Voir en ligne : L’envers du droit

N°8 - Novembre 2000

Louis Favoreu

Pouvez-vous vous présenter aux étudiants ?

J’ai été étudiant en droit à la faculté de Paris jusqu’au doctorat, et assistant des Professeurs Vedel et Waline, puis chargé de cours à la Faculté de Droit de Dijon avant de devenir agrégé des Facultés de Droit. Nommé ici en 1967, d’abord en service à l’Institut d’études juridiques de la Réunion, je suis revenu à Aix, dont j’ai été le doyen de la faculté de droit de 1973 à 1978 et Président de cette université de 1978 à 1983. Je suis un des plus anciens professeurs en exercice, ou peut-être le plus ancien. Je suis, en outre, depuis 1997 juge international à la Cour constitutionnelle de Bosnie-Herzégovine.
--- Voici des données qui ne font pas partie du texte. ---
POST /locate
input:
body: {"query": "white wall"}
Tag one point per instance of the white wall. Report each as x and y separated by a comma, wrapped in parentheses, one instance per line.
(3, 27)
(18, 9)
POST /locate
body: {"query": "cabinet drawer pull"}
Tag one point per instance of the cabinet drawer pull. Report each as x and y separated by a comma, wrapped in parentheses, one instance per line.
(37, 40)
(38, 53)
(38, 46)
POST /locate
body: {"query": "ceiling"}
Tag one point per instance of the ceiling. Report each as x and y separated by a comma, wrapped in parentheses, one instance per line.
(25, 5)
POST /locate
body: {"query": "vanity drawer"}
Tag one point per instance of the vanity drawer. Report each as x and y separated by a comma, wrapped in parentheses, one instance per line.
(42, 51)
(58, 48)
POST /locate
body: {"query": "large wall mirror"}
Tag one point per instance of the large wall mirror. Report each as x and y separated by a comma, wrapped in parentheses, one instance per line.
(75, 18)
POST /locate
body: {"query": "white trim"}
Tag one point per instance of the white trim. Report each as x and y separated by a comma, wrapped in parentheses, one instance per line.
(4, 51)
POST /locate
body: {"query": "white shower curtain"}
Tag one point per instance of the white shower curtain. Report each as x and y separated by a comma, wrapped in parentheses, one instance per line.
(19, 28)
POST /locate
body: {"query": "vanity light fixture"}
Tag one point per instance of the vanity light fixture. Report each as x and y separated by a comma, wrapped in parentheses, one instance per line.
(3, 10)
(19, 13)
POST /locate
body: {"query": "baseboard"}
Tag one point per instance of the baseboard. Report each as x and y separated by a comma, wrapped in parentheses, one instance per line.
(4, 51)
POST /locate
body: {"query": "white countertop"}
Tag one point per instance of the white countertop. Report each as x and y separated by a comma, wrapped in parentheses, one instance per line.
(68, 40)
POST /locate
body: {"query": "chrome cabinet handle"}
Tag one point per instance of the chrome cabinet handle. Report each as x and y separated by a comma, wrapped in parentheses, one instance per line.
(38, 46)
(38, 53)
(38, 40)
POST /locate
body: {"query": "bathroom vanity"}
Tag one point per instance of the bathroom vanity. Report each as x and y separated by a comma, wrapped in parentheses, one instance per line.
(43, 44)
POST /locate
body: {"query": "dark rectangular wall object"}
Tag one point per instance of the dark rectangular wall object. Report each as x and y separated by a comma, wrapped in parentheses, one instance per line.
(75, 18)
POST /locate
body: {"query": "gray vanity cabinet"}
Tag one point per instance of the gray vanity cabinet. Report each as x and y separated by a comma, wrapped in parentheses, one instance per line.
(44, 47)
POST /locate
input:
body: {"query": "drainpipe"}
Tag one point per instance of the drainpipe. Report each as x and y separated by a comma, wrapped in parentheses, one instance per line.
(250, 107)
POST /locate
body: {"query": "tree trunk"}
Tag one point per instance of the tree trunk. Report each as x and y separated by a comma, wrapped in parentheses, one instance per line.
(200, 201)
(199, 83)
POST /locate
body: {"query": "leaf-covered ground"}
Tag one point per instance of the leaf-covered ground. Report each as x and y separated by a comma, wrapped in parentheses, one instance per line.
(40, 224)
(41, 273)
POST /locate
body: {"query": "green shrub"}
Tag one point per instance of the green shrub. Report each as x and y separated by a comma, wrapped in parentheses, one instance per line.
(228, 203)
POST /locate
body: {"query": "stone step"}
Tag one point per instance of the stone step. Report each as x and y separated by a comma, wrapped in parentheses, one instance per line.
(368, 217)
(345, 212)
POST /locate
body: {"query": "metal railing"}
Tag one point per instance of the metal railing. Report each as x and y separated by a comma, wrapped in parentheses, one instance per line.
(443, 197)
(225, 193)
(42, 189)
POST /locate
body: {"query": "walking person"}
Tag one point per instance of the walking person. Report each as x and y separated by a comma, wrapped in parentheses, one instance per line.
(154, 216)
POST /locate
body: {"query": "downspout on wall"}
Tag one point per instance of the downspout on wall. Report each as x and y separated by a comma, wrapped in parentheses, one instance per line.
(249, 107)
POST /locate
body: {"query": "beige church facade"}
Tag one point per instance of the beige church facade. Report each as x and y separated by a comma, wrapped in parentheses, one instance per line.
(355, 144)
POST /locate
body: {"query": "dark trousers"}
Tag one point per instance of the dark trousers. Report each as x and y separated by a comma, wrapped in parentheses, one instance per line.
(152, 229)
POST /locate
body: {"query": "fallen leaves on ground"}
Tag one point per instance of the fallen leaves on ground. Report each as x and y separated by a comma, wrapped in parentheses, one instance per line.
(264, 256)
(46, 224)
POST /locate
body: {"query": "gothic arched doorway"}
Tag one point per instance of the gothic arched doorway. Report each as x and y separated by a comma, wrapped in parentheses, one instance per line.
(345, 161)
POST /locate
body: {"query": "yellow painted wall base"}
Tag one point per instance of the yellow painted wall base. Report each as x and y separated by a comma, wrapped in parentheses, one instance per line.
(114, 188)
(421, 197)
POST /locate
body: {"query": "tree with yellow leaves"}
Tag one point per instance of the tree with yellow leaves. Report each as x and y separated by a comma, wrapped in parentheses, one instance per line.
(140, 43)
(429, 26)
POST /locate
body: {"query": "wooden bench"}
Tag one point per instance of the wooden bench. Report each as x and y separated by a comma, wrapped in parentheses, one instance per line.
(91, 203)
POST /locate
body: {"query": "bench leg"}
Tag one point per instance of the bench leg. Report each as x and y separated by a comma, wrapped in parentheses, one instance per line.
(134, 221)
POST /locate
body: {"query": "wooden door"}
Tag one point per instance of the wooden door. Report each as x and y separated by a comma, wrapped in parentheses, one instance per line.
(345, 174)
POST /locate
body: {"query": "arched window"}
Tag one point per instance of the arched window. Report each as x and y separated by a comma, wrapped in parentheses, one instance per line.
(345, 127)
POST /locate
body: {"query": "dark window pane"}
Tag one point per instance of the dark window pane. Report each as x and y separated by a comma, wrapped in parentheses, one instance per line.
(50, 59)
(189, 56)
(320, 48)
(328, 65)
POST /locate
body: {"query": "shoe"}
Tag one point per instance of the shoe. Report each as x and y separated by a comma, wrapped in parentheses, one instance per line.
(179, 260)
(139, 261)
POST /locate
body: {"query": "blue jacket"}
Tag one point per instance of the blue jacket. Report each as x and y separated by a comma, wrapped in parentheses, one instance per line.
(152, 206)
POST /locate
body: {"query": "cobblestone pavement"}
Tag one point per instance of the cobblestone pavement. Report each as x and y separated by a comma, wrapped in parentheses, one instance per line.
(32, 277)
A votre avis, changeons-nous de régime avec l’instauration du Quinquennat ?

Quand j’étais membre du comité Vedel qui en 1992-93 qui a étudié des propositions de révision de la Constitution à la demande du Président de la République, je faisais partie de ceux qui étaient très sceptiques quant aux effets d’un changement opéré par l’institution du quinquennat et par l’abandon du septennat. Je n’ai pas fondamentalement changé d’avis. Les prévisions sont extrêmement contradictoires et personnellement je ne me sens pas à même d’en faire. C’est ce que j’ai dit au Président de la République lorsqu’il a consulté trois professeurs : Georges Vedel et Guy Carcassonne, partisans du quinquennat, et moi-même dont il savait que j’étais nettement plus réservé.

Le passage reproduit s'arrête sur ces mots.